Sementara itu, Netanyahu menulis dalam sebuah unggahan di X bahwa Israel mengecam keputusan tersebut.
“Kami mengecam keras keputusan Presiden Macron untuk mengakui negara Palestina di samping Tel Aviv setelah pembantaian 7 Oktober. Negara Palestina dalam kondisi seperti ini akan menjadi landasan peluncuran untuk memusnahkan Israel - bukan untuk hidup damai di sampingnya. Mari kita perjelas: Palestina tidak menginginkan negara di samping Israel. Mereka menginginkan negara, bukan Israel,” kata Netanyahu.
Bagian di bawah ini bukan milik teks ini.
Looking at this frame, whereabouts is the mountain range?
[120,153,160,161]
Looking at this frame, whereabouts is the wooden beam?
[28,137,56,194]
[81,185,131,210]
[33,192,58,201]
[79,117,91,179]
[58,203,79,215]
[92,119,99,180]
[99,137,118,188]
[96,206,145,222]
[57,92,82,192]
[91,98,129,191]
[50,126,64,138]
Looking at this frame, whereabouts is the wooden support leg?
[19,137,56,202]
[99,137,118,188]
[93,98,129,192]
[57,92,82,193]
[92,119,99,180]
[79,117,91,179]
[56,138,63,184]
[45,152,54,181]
Sementara Hamas mengatakan, keputusan Prancis merupakan langkah positif ke arah yang benar dan mendesak semua negara di dunia untuk mengikuti jejak Prancis.
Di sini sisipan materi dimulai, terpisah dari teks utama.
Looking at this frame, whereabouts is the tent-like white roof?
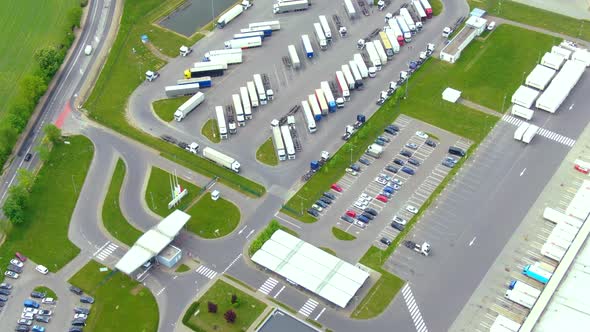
[252,230,369,308]
[512,85,539,108]
[115,210,191,274]
[443,88,461,103]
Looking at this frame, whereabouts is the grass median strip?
[69,261,159,332]
[102,159,143,247]
[0,136,94,272]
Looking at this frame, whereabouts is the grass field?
[102,159,143,247]
[467,0,590,41]
[0,0,80,119]
[152,96,190,122]
[201,119,221,143]
[145,167,201,217]
[84,0,266,197]
[69,261,159,332]
[186,193,240,239]
[0,136,94,272]
[256,138,279,166]
[183,280,266,332]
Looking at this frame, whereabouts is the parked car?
[307,209,320,218]
[408,158,420,166]
[402,166,416,175]
[80,296,94,304]
[330,183,343,193]
[324,191,336,200]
Saat ini, Negara Palestina diakui oleh lebih dari 140 dari 193 negara anggota PBB. Beberapa negara Uni Eropa, termasuk Spanyol dan Irlandia, termasuk di antaranya. Namun, pendukung utama Israel, Amerika Serikat (AS), dan sekutunya termasuk Inggris, belum mengakui negara Palestina.
Dalam sebuah pernyataan pada hari Kamis, Perdana Menteri Inggris Sir Keir Starmer mengatakan ia akan mengadakan panggilan darurat dengan para pemimpin Prancis dan Jerman pada Jumat untuk membahas apa yang dapat dilakukan segera untuk menghentikan pembunuhan.
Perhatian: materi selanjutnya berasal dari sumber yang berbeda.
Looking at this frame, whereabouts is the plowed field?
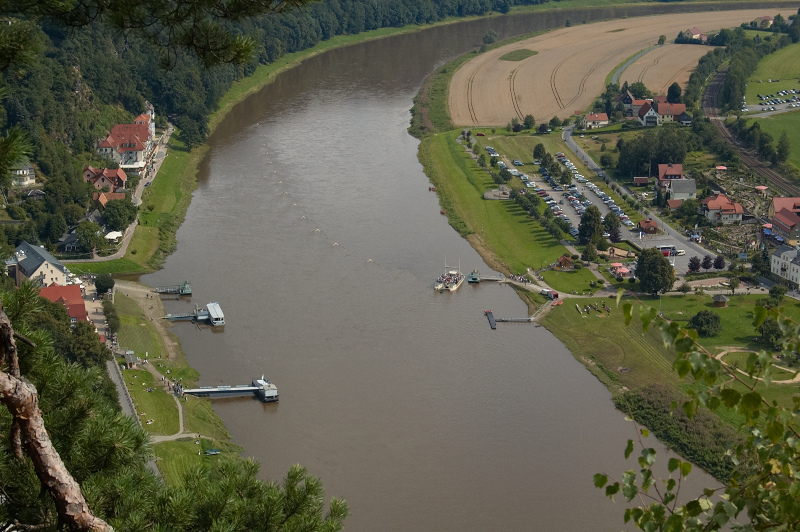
[620,44,709,94]
[449,8,791,127]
“Kenegaraan adalah hak yang tidak dapat dicabut dari rakyat Palestina,” kata Starmer. Ia menambahkan, gencatan senjata akan menempatkan mereka di jalur menuju pengakuan negara Palestina dan solusi dua negara (two-state-solution).
Kementerian Luar Negeri Arab Saudi memuji keputusan Prancis. Menurut Arab, keputusan Prancis menegaskan kembali komunitas internasional Konsensus tentang hak rakyat Palestina untuk menentukan nasib sendiri dan pembentukan negara merdeka.